As restrições levaram à endogamia e à consequente redução da variabilidade genética dentro da comunidade, promovendo a proliferação de genes malfeitores. Entre os amishes de Lancaster, por exemplo, há uma taxa muito elevada da síndrome de Ellis-Van Creveld, desordem genética rara que causa displasia esquelética. Estudos médicos indicam que os portadores da síndrome são herdeiros genéticos de um único casal de ingleses, que chegou à Pensilvânia em 1744, carregando o gene responsável pelo mal.

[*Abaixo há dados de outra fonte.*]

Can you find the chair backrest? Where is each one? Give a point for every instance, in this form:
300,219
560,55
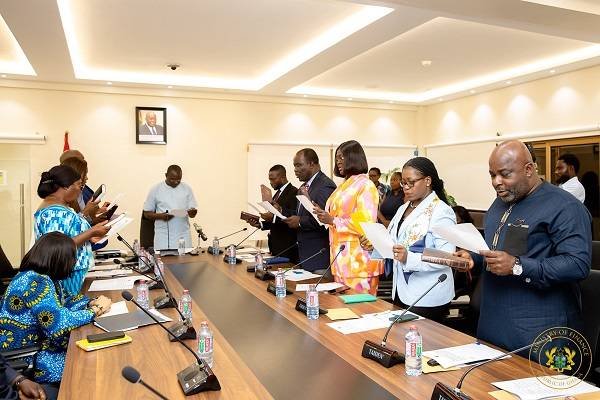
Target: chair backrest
590,298
146,232
596,254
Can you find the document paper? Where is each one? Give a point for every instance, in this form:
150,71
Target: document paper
465,236
380,238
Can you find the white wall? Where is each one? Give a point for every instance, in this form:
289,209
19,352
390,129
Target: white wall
207,137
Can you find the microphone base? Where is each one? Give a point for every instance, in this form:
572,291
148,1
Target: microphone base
263,275
156,285
182,331
197,378
164,302
443,392
271,289
382,355
301,306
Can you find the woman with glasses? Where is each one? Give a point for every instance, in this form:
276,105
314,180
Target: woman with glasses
357,196
58,188
425,208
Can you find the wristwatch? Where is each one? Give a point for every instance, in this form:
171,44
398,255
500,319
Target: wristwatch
517,267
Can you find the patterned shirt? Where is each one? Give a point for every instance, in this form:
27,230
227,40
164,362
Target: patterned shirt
35,312
58,218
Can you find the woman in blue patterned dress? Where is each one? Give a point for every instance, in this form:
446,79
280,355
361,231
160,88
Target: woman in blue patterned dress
58,187
36,311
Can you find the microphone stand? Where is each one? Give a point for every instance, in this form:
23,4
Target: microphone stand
196,378
379,352
301,302
444,392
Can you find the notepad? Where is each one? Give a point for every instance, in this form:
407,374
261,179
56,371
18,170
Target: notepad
87,346
357,298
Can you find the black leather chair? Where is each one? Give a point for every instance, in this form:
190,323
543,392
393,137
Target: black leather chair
590,298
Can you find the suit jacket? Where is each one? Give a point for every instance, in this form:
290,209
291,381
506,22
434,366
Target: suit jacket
145,130
281,236
312,237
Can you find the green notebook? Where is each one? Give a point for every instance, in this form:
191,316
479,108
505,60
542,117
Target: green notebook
357,298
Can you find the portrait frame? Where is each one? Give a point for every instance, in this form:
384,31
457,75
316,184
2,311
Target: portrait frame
151,125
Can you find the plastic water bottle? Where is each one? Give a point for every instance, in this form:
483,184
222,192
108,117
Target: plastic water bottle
185,305
414,348
205,344
143,294
259,261
231,256
181,246
215,247
280,284
312,302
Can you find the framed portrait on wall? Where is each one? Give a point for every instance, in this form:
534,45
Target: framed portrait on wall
151,123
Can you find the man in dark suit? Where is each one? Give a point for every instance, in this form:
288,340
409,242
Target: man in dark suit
540,241
150,127
281,236
312,237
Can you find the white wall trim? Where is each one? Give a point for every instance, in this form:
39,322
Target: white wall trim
589,130
35,138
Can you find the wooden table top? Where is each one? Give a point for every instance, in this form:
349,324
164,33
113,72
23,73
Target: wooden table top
264,348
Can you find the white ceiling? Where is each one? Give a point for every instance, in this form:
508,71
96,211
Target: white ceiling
366,50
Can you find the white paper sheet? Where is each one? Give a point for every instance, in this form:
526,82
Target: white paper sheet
465,236
459,355
358,325
533,389
113,284
178,213
269,207
305,201
120,307
323,287
380,238
108,273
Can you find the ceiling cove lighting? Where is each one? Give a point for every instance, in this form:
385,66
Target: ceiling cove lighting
502,76
20,64
339,31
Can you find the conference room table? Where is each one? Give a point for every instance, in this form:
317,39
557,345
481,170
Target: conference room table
264,348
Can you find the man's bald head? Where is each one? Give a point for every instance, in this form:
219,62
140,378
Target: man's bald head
512,171
71,154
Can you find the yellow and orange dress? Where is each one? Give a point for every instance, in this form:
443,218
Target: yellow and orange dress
357,196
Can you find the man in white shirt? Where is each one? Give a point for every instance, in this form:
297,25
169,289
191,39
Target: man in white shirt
567,167
170,204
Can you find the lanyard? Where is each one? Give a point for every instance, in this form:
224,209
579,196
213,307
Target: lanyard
500,226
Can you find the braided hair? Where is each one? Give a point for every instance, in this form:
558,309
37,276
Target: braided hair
426,167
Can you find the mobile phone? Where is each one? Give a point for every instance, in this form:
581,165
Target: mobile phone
101,337
99,193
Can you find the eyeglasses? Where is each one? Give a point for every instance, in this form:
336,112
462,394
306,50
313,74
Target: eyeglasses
410,184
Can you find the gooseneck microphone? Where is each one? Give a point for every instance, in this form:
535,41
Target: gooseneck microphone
199,232
301,302
379,352
196,378
133,376
444,392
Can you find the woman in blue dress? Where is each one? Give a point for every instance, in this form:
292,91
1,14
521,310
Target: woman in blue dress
58,187
37,312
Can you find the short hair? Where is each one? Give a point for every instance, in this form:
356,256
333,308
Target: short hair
309,155
463,213
54,254
355,160
59,176
570,159
279,168
79,165
175,168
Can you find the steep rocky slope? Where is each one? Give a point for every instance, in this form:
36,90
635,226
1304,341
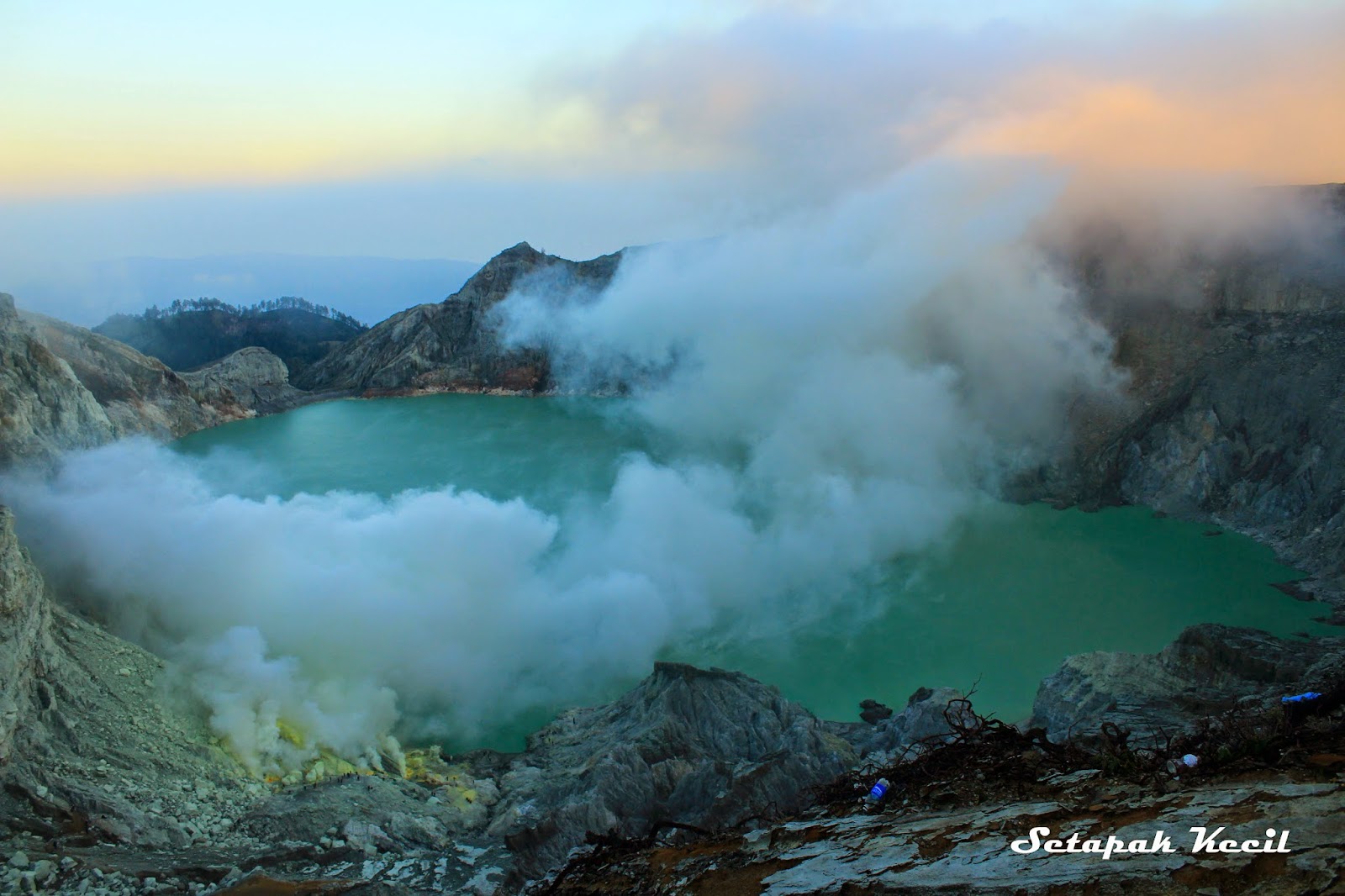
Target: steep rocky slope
455,345
192,334
1234,410
968,849
66,387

Ou seja, a rejeição à diversidade promoveu a manutenção e multiplicação  de uma carga genética não desejada.

Não há relação biológica entre linguagem e genética. Pessoas com genótipos diferentes podem falar a mesma língua, e pessoas da mesma linhagem genética podem falar línguas diferentes. No entanto, a diversidade linguística é  marcador de diversidade genética. As línguas surgem do contato entre diferentes grupos de humanos. Portanto, maior número de línguas sugere maior ocorrência de trocas genéticas entre grupos. Ou seja, funciona como termômetro da saúde biológica da nossa espécie.

A correlação entre língua e genética é vista também na história dos seres humanos. Pesquisas em biologia evolutiva e tipologia linguística indicam que o êxodo do homo sapiens moderno do continente africano durante o período paleolítico deixou marcas genéticas e linguísticas que podem ser medidas nos dias atuais. A África é o continente com maior diversidade linguística (número de fonemas por línguas) e maior variabilidade genética (número de indivíduos heterozigotos) do planeta.

Esses números são significativamente menores na América do Sul e na Oceania, os últimos territórios povoados pelos humanos. A redução se deve ao efeito fundador: quando um grupo de seres vivos se desgarra do grupo de origem, fundando novo grupo, observa-se, no novo grupo, diminuição da variabilidade genética e linguística.  Portanto, há naturalmente redução da diversidade na Oceania e nas Américas. No período pós-colonização, a redução tem-se ampliado em consequência de políticas de exclusão.

Quando uma língua e seus falantes morrem, os dados de que precisamos para entender nosso passado deixam de existir. Míngua também a diversidade genética que precisamos para garantir nosso futuro.